Rooted Scales

Amy Sawyer (right) is the owner of Rooted Scales, a company which sells CBD oil. CBD oil, which offers many medicinal benefits, is now legal in Indiana. (Photo provided)

Indiana law forbids both medical and recreational marijuana, so many might be confused when they see cannabidiol (CBD) products now legally available in medicinal and natural food stores. Both CBD oil and marijuana derive from cannabis, so why is one legal when the other is not?

The answer is that despite coming from the same family of plant, CBD products are different from marijuana. CBD products are an alternative medicine with anecdotal cases suggesting the remedies fight pain, inflammation, anxiety and more. Due to its medicinal properties, many Indianapolis citizens are using and selling CBD to address a variety of symptoms. 

CBD products come from industrial hemp, which contains much lower levels of Tetrahydrocannabinol (THC), the chemical in marijuana that creates a high feeling. CBD products in Indiana cannot legally have more than 0.3% THC. By comparison, the National Institute on Drug abuse said the average amount of THC in marijuana was 9.6% in 2013. 

Due to the lower THC levels, industrial hemp does not impact the mind but often reduces pain and inflammation within 30 minutes of use.
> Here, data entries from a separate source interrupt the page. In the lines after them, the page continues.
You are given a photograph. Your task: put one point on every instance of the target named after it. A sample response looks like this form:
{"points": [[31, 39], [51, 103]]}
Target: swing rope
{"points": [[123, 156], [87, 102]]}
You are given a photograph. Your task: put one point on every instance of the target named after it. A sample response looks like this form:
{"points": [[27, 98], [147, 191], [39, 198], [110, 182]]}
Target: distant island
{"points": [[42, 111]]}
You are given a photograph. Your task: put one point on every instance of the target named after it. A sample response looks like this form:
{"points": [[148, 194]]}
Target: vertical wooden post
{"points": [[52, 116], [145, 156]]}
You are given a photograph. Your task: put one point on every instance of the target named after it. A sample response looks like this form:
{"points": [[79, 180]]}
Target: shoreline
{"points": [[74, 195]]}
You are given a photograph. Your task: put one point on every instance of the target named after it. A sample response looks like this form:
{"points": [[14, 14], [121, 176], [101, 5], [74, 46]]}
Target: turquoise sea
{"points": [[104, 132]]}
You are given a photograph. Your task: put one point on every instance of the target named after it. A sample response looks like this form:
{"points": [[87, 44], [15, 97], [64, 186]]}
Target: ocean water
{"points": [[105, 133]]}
People most often ingest CBD by applying drops on the tongue. Ointments, edible items and vape pens are also ways to take CBD.
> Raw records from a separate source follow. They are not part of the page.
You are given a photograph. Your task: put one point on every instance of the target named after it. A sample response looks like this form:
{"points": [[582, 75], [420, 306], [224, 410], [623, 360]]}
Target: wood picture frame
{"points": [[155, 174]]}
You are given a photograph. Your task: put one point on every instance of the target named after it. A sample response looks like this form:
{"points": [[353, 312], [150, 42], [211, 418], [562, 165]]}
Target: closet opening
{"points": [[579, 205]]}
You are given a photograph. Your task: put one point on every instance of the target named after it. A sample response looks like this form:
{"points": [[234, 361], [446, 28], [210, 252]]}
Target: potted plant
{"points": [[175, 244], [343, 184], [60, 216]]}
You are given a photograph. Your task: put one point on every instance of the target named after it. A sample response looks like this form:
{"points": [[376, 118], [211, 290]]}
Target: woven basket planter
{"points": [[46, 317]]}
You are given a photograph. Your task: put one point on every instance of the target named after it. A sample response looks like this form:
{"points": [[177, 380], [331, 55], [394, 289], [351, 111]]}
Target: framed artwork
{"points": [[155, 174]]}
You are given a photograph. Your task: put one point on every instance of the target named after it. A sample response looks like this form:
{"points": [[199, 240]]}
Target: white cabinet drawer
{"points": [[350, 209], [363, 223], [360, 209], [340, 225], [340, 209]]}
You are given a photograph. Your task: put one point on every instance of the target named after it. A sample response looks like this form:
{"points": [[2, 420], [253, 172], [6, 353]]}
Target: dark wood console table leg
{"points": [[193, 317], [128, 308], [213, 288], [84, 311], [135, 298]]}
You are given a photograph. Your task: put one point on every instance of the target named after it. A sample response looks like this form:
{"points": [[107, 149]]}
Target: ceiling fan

In addition to physical pain, CBD also relieves anxiety and depression. Amy Sawyer, owner of CBD provider Rooted Scales, first discovered CBD about two years ago. She found CBD addressed her anxiety and insomnia and soon went into business selling it herself.

Sawyer said CBD oil is valuable to groups experiencing both physical and mental stress such as veterans and first responders suffering from PTSD. She even offers a discount to service members and their families.

“A lot of the symptoms people in our service community are facing directly correlate with the benefits of CBD oil,” Sawyer said.

PTSD is not the only neurological disorder CBD can assist with. David Phipps, communications director of Indiana Norml, said CBD oil can help with epilepsy, noting cases where some child patients went from over 100 seizures a day to near zero when they started taking CBD.

“That was pretty much unheard of from their parents, their caretakers, before CBD oil was available,” Phipps said.

Unlike other medication for such disorders, CBD products have no side effects. Sawyer noted how even over-the-counter medication such as Tylenol or aspirin can degrade the lining of the stomach and kidneys, while stronger drugs, such as opioids or prescription medication, can be addictive or deadly.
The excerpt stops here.